Service Insights doesn't show any messages that were discarded due to custom recoverability policy

seankearney · January 20, 2023, 10:33pm

Service Insights (SI) is part of the Particular platform designed to provide a

Complete under-the-hood visualization of a system’s behaviour

Unfortunately, we’ve run into a situation when the tool fails to deliver visibility, creating a needle in a haystack situation when trying to troubleshoot what has happened. Here’s a scenario to provide the context.

There are two endpoints. Sync and Transcoder. The Sync endpoint is responsible for raising an event to let the Transcoder endpoint perform a media file processing. Transcoder kicks in when Sync raises an event about a file that’s been handled. The issue is that some files cannot be transcoded at all. As a result, some files will fail (DRM problems, incorrect file types with a wrong extension, etc.). In that case, Transcoder throws an unrecoverable exception to avoid unnecessary retries.

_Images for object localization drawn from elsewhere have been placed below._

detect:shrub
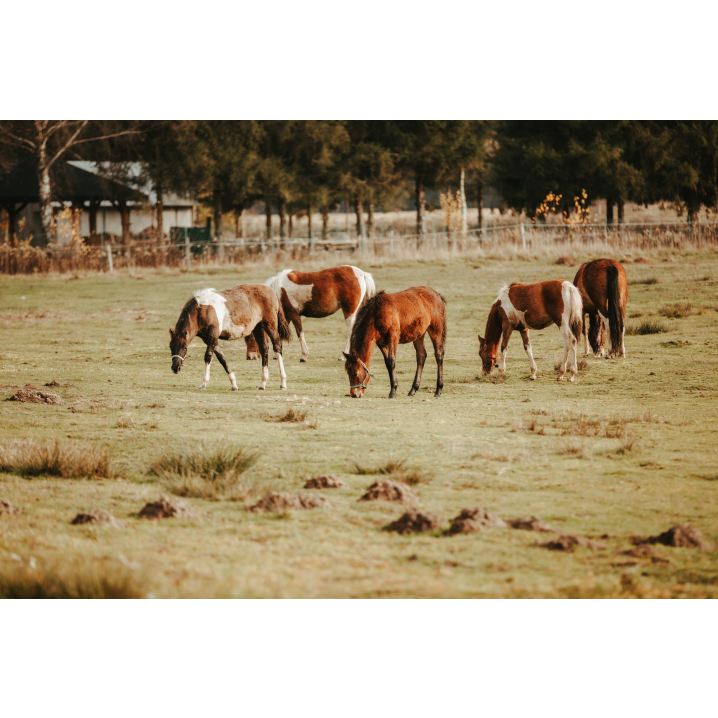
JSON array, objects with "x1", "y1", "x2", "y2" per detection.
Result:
[
  {"x1": 0, "y1": 439, "x2": 111, "y2": 479},
  {"x1": 658, "y1": 301, "x2": 693, "y2": 318},
  {"x1": 625, "y1": 320, "x2": 667, "y2": 335}
]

A custom recoverability policy is defined for the Transcoder endpoint that instructs to discard erred messages caused by unrecoverable exceptions. There’s no point in sending those messages to the error queue - they cannot be processed no matter what. So NSB framework does the right thing. An event raised by Sync failed processing in Transcoder, and the message is discarded due to the exception being unrecoverable and the policy instructing to discard the failed message. Except the real world poses a challenge. SI, when used to understand what happened, is absolutely blind and clueless to what took place. From SC’s perspective, it never saw the event from Sync to Transcoder because it never hit the audit or the error queue. But, as a prod-ops, you’d really want to know that information. And if it feels like there’s a gap that needs to be filled to allow troubleshooting in production, see a message that was published, received, attempted for processing, failed as unrecoverable, and eventually discarded.

It would be great to see SI providing the necessary visibility.

Example:

DavidBoike · January 23, 2023, 3:06pm

Hi @seankearney,

That’s an interesting use case for sure. I’m curious, rather than using an UnrecoverableException in the message handler and then dealing with the fallout in the custom recoverability policy, why not catch the exception in the handler, and then log and return from the message handler so that the message can just be consumed naturally and then audited?

The reason why I ask is that it seems as if you’re using the custom recoverability policy to do part of your business logic rather than handle infrastructural tasks alone.

seankearney · January 24, 2023, 12:17am

David,
Thanks for the reply.

After some conversations internally, as well as with Particular support, we have decided to go down ~~this~~ a similar route.

Thanks,
Sean

seankearney · January 24, 2023, 7:30pm

The documentation changes in Clearer xmldoc on RecoverabilityActions by DavidBoike · Pull Request #6674 · Particular/NServiceBus · GitHub are certainly helpful to future folks. Thanks.